Housing expert George Sternlieb’s scathing 1971 article in the Public Interest, “The City as Sandbox,” argued that just as adults often park children in sandboxes, central cities had become dependent on a “growing bureaucracy which is sustained by the plight of the poor, the threat of the poor, the misery of the poor,” but produced little real economic prosperity.
The comeback of the urban core is a striking reversal of long-term trends. Brookings Institution demographer William Frey summarized this reversal in dramatic terms: “Last year, for the first time in more than nine decades, the major cities of the nation’s largest metropolitan areas grew faster than their combined suburbs,” he wrote in the summer of 2012, adding that “this puts the brakes on a longstanding staple of American life, the pervasive suburbanization of its population—which began with widespread automobile use in the 1920s to the present day when more than half the U.S. population lives in the suburbs.”

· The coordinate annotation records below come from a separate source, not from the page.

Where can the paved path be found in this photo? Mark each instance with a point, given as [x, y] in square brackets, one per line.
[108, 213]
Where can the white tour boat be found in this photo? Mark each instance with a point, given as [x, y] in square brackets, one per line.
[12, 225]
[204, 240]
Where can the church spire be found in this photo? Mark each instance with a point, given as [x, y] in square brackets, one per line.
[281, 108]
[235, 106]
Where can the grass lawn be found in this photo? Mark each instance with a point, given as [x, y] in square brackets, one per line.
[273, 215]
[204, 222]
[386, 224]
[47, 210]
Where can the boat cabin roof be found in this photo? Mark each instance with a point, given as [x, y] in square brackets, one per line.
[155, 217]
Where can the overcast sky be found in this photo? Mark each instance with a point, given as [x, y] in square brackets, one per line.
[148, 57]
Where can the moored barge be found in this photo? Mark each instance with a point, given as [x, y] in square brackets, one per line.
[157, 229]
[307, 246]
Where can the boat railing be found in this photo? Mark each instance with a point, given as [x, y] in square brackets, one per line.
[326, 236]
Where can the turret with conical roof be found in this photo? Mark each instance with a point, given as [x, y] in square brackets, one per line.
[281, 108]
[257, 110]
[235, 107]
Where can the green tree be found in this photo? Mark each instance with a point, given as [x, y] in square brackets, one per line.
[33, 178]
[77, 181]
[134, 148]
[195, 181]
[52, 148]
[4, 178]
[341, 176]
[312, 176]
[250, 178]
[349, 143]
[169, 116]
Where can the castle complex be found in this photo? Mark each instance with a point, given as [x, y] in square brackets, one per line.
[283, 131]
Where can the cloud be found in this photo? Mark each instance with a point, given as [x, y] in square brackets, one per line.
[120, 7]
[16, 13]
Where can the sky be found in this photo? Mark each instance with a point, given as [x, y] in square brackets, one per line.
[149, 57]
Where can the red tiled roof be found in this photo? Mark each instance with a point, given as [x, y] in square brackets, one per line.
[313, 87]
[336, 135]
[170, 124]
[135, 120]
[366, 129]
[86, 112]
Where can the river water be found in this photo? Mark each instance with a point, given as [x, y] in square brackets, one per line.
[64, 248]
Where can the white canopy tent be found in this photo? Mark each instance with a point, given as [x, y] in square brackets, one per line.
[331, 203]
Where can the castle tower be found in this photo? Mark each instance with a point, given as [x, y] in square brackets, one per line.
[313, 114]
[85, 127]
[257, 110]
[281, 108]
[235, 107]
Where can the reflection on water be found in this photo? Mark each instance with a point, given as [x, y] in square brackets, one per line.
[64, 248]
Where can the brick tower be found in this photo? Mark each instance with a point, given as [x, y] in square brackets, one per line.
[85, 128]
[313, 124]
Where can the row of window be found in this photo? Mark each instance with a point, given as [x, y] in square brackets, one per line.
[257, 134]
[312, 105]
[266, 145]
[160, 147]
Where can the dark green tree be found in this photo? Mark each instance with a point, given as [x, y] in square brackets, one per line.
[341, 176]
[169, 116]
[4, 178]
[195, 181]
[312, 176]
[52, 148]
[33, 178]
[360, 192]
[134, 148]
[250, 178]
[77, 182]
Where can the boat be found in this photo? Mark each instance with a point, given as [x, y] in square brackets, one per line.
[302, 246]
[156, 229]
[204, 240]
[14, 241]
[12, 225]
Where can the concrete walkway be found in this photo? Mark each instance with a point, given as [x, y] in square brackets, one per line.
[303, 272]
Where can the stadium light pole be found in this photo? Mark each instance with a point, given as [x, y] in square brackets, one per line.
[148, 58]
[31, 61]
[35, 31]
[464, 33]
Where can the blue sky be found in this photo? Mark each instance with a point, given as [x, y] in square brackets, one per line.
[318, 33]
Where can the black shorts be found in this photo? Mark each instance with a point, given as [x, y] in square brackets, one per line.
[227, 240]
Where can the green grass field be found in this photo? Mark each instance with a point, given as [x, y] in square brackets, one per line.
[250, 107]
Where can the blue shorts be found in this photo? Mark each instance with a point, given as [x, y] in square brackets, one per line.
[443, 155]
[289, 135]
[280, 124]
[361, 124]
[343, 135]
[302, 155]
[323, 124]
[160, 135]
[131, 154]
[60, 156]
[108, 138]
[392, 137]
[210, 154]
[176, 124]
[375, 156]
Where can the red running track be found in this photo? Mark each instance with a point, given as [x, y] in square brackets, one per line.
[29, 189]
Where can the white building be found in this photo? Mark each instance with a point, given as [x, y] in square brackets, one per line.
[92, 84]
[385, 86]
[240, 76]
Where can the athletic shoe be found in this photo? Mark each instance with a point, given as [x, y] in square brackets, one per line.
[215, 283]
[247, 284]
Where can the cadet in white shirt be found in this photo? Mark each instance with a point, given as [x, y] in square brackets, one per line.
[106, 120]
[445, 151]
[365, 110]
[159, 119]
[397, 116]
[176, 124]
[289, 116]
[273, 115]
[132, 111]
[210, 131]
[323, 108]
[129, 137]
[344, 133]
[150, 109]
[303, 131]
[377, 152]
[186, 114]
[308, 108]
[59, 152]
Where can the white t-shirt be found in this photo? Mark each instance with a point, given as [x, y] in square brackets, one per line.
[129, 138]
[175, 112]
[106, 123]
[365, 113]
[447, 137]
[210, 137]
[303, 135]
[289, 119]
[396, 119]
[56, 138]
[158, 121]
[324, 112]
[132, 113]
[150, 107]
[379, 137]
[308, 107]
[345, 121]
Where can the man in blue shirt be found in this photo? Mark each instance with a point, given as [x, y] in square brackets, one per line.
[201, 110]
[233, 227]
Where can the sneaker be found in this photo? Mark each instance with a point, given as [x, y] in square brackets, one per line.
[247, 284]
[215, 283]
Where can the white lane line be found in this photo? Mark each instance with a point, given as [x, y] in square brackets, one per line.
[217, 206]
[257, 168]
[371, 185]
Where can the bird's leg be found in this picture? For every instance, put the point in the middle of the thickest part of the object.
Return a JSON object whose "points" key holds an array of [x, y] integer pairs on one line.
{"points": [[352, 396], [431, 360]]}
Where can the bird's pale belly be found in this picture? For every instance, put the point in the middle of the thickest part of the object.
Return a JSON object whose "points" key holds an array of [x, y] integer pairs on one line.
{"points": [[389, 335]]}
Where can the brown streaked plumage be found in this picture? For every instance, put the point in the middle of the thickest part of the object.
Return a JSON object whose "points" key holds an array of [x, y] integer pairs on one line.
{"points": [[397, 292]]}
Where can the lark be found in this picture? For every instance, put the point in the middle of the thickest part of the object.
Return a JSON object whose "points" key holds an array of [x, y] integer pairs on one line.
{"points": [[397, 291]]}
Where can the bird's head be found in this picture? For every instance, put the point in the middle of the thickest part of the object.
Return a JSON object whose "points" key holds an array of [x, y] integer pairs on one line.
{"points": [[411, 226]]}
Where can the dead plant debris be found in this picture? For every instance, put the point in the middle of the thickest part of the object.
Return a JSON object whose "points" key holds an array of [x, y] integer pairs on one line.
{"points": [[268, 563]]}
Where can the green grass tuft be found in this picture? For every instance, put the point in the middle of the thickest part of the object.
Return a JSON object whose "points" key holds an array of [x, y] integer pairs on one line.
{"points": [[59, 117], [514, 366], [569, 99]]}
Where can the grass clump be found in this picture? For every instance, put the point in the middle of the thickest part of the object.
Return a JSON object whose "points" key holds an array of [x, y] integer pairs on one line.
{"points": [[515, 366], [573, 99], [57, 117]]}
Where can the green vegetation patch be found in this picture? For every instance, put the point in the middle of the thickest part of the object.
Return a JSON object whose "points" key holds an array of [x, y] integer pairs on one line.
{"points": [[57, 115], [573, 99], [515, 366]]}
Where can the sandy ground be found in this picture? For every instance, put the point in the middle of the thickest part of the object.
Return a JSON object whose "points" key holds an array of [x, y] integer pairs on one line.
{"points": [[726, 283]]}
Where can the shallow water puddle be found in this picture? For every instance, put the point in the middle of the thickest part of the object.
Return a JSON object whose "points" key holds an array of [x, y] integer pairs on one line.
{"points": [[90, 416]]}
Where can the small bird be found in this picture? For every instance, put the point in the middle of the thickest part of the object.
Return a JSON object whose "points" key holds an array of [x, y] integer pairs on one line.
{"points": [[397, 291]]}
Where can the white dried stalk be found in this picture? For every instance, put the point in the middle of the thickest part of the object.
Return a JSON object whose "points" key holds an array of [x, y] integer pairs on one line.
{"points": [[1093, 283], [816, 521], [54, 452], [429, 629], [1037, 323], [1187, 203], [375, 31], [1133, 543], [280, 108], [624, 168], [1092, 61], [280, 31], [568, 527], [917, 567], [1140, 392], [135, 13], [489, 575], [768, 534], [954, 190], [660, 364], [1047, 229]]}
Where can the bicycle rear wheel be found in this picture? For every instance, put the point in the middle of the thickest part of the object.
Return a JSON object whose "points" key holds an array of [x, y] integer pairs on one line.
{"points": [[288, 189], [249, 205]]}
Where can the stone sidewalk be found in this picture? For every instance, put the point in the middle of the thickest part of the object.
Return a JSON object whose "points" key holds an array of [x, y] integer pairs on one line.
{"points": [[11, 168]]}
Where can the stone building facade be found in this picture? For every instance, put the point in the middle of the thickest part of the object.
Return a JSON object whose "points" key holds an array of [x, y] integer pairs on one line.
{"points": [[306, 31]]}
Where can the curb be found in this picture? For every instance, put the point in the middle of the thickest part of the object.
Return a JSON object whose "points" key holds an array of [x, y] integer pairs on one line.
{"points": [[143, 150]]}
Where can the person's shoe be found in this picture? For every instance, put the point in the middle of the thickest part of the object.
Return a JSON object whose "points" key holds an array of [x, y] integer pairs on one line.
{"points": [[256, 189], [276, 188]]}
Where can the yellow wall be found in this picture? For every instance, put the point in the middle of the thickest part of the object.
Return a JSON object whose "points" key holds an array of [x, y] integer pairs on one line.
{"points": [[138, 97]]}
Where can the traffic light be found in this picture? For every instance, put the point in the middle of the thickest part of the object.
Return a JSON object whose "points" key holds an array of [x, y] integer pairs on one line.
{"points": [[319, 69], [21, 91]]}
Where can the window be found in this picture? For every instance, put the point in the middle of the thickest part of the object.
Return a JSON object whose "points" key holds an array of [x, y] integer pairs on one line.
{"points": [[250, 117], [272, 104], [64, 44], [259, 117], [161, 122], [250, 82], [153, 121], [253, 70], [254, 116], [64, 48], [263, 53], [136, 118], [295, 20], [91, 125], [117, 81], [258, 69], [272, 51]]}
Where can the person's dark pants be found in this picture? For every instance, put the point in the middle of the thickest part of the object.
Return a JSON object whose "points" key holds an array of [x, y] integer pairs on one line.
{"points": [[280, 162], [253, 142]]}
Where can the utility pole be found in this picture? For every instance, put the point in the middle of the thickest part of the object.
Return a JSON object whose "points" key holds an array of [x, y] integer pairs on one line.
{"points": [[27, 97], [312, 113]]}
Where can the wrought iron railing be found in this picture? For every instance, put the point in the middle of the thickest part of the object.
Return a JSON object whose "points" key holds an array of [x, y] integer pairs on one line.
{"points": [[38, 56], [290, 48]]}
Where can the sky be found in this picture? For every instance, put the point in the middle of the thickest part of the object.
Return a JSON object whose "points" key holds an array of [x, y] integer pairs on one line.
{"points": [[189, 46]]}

Frey’s detailed research comparing the record of center city growth with suburban growth found that the core “primary cities” of the nation’s 51 metropolitan areas with populations exceeding 1 million grew faster than the suburbs of those areas between July 2010 and July 2011. The population of cities grew by 1.1 percent while the population of suburbs grew by 0.9 percent. This contrasts with suburban-dominated growth in the 2000s, extending the pattern of previous decades, Frey said. In addition, he found that "[a]mong the 51 largest metro areas, primary city growth exceeded suburban growth in 27 over the last year, compared with just five in the 2000s decade.” Moreover, compared with annual average rates in the 2000–2010 decade, 43 metropolitan areas showed faster primary city growth in 2010–2011 while 43 registered slower growth in their suburbs. City growth outpaced suburban growth in New York, Washington, Boston, and Philadelphia in the Boston/Washington corridor; in Seattle and Portland on the West Coast; in Pittsburgh, Milwaukee, Columbus (Ohio), Rochester (New York), and Minneapolis/St. Paul in the industrial heartland; and in Atlanta, Denver, Raleigh (North Carolina), Charlotte, Miami, Orlando, Tampa (Florida), and Phoenix in the Sunbelt, according to the Brookings analysis.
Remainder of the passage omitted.